# CSC 620 - Natural Language Technologies

## Homework \# 2
### Slightly Improved Chatbot

### Instructions:

Implement two improvements to your chatbot from HA1.

1. Use word normalizations to make your chatbot less brittle.  Specifically, use NLTK's stemmer to accept word variations in the user's response.  For example, your chatbot should be able to understand (using normalization/stemming) that 'Can I (*)' and 'Could I (*)' map to the same response pair.  Print to the chatlog the original and the stemmed versions of the user input.  

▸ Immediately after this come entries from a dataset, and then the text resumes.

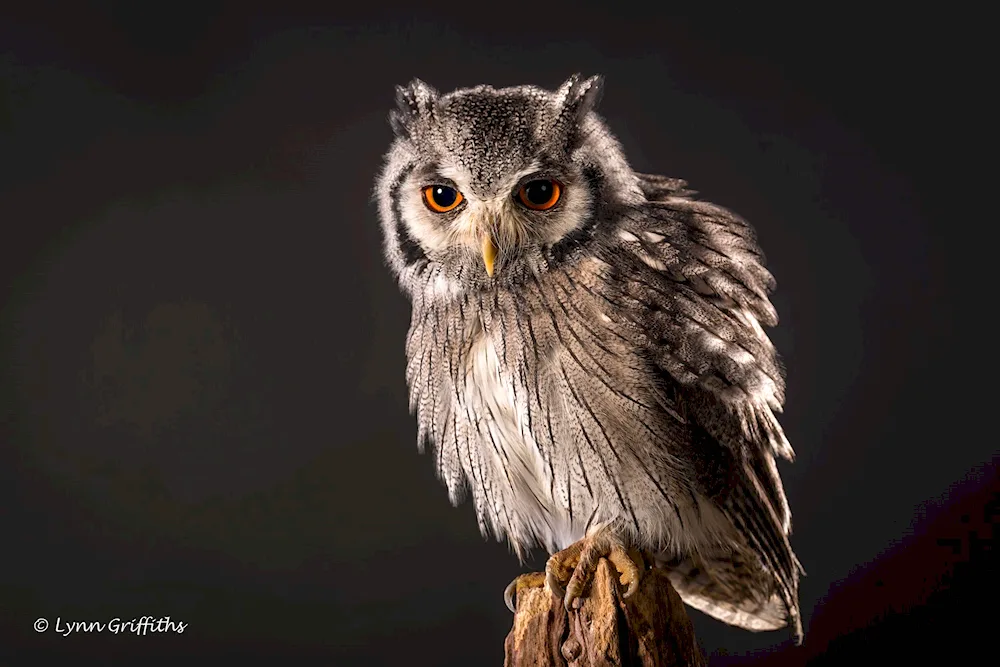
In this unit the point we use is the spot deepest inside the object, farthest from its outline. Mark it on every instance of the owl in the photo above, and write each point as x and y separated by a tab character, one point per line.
587	357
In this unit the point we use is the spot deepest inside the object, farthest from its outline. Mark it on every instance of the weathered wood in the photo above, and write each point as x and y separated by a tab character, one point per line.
650	629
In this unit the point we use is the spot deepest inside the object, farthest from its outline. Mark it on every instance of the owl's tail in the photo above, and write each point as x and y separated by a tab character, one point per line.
728	588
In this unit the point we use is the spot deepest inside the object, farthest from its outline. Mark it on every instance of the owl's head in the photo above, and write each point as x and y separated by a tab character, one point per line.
485	187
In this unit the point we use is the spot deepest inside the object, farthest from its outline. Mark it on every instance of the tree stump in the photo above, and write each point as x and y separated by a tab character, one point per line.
650	629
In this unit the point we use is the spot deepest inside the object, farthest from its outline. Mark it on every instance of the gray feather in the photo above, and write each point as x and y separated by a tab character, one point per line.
614	367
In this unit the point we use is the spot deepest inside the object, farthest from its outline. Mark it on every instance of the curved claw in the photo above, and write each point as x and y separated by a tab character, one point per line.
509	594
529	580
552	581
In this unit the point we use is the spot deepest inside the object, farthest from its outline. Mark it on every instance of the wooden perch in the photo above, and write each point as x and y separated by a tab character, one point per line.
651	629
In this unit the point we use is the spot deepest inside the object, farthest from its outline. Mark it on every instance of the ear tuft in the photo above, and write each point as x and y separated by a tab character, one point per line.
413	100
577	97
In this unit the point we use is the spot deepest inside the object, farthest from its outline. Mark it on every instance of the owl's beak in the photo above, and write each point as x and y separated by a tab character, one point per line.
489	253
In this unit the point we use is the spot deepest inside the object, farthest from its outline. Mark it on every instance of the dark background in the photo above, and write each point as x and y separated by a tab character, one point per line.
202	404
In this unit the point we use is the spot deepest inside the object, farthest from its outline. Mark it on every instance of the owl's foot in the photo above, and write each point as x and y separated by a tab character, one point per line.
530	580
576	565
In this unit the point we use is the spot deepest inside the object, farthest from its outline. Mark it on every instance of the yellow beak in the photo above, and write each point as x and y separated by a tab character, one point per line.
489	253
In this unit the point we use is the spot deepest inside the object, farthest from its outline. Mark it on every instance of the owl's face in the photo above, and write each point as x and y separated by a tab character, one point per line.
485	186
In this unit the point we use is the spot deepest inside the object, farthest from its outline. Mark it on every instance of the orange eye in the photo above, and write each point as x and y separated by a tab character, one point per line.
540	195
441	198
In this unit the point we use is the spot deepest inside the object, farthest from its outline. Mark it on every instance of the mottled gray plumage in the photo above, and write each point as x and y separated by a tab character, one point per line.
613	369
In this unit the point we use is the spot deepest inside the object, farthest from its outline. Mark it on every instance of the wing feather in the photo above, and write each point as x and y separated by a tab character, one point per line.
695	284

2. Compute and print the total count of types and the total count of tokens in the stemmed version of user's input from the chatlog (Ignore the chatbot responses for this part.)  Use 10-15 dialogues for this part.  Don't use NLTK's tokenizer.  Implement a simple tokenizer of your own. 
Notes:
* You choose the NLTK stemmer you would like to use in your program. 

Submit: 
1. The python program or ipython notebook
2. Output from your program (chatlog and the counts)

---

## Code:

In [13]:
# Natural Language Toolkit: Chatbot Utilities
#
# Copyright (C) 2001-2022 NLTK Project
# Authors: Steven Bird <stevenbird1@gmail.com>
# URL: <https://www.nltk.org/>
# For license information, see LICENSE.TXT

# Based on an Eliza implementation by Joe Strout <joe@strout.net>,
# Jeff Epler <jepler@inetnebr.com> and Jez Higgins <jez@jezuk.co.uk>.

import random
import re
from nltk.stem.snowball import SnowballStemmer

reflections = {
    "i am": "you are",
    "i was": "you were",
    "i": "you",
    "i'm": "you are",
    "i'd": "you would",
    "i've": "you have",
    "i'll": "you will",
    "my": "your",
    "you are": "I am",
    "you were": "I was",
    "you've": "I have",
    "you'll": "I will",
    "your": "my",
    "yours": "mine",
    "you": "me",
    "me": "you",
}

class Chat:
    def __init__(self, pairs, reflections={}):
        """
        Initialize the chatbot.  Pairs is a list of patterns and responses.  Each
        pattern is a regular expression matching the user's statement or question,
        e.g. r'I like (.*)'.  For each such pattern a list of possible responses
        is given, e.g. ['Why do you like %1', 'Did you ever dislike %1'].  Material
        which is matched by parenthesized sections of the patterns (e.g. .*) is mapped to
        the numbered positions in the responses, e.g. %1.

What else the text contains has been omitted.